In big data, Hadoop rules
Breaking data into manageable pieces allows the unstructured to become structured.
The problem with unstructured data is that, well, it’s unstructured. The kind of data that organizations have learned to manipulate in the past has mostly been structured according to well-understood identifying methodologies. Users have developed data models that allow them to minutely search that data with defined queries.
Unstructured data allows for none of that. Database companies such as Oracle have developed ways to massage some unstructured data so that it can be inserted into relational databases, for example, and be searchable, but that won’t work for the volumes of unstructured data now appearing.
The creators of what eventually came to be Google knew they had to come up with something that would allow for fast, accurate searches of the mass of unstructured data that populates the Web. The initial result was the MapReduce programming model, which is used to process very large datasets by essentially splitting up the processing tasks and assigning them to large clusters of commodity processors and storage.
Hadoop was developed some time after as an open-source implementation of MapReduce and has become the de facto standard for processing large datasets because of its agility and its ability to scale cost-effectively.
“It’s not only a way of doing parallel processing of this data, but it also provides for a way of storing and managing that data on the multiple disks that exist alongside those processors,” said Bob Gourley, chief technology officer at Crucial Point.
Gourley says the core processing capability of Hadoop has now grown to include a full framework of other tools that, as he laid out in a March 2012 paper for Crucial Point subsidiary CTOlabs.com, include a data warehouse infrastructure (Hive), parallel computation capabilities (Pig), scalable distributed databases able to store large tables (HBase), a scalable means of distributing data (Hadoop Distributed File System), and tools for rapidly importing and managing data and coordinating the infrastructure (such as Sqoop, Flume, Oozie and ZooKeeper).
That inexpensive framework of open-source tools, overlaid by a growing universe of powerful analytical tools, points to a likely potential future for big data in government, Gourley believes.
Not all Hadoop implementations are for stand-alone big data projects. Oracle, for example, uses Hadoop as a front end to existing relational databases to reduce large unstructured datasets to something that those existing databases can handle.

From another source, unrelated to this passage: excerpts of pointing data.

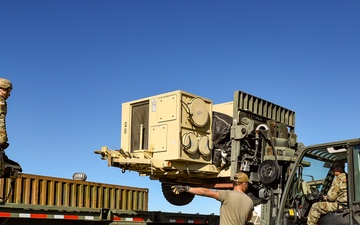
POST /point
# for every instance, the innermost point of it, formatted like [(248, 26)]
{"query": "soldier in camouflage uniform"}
[(335, 198), (5, 89)]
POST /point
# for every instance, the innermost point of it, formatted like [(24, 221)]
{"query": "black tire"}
[(181, 199)]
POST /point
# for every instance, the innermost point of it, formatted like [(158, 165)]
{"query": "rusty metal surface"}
[(52, 191)]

That helps agencies make even better use of the resources they already have.
“We have built a connector from the [Hadoop framework] into the relational database so we can capture the important stuff through our big data engine and then load it into the relational database so customers can use the skills they do have to do the analytics,” said Peter Doolan, group vice president and chief technologist for Oracle Public Sector. “In that way, we see big data as an acquisition net to capture data that hasn’t been used before.”
Hadoop isn’t for every government organization, however, particularly those that don’t have the resources to manage what is a complicated piece of software that could require a significant amount of custom coding to fit a particular agency’s needs. In that case, there are supported versions of the open-source Apache Hadoop, such as the distribution provided by Cloudera.
There are already significant examples of successful implementations of Hadoop in government. One is the General Services Administration’s USASearch, which is used by more than 550 government websites and won the Government Big Data Solutions Award at the annual Hadoop World Conference in 2011.
Using Hadoop with the Hive open-source data warehousing software fundamentally changed how the system designers thought about data, said Ammie Farraj-Feijoo, GSA's program manager for USASearch, in a story published in Federal Computer Week.
There won’t be a wholesale rush to Hadoop by government agencies, Doolan said, because they have too much invested to just rip and replace. However, particularly for agencies that are handling requests to sort out problems such as fraud, waste and abuse in programs that they don’t know the answers to, “they are starting to take those huge datasets and trawl them for the insights that [the Hadoop framework] can provide,” he said.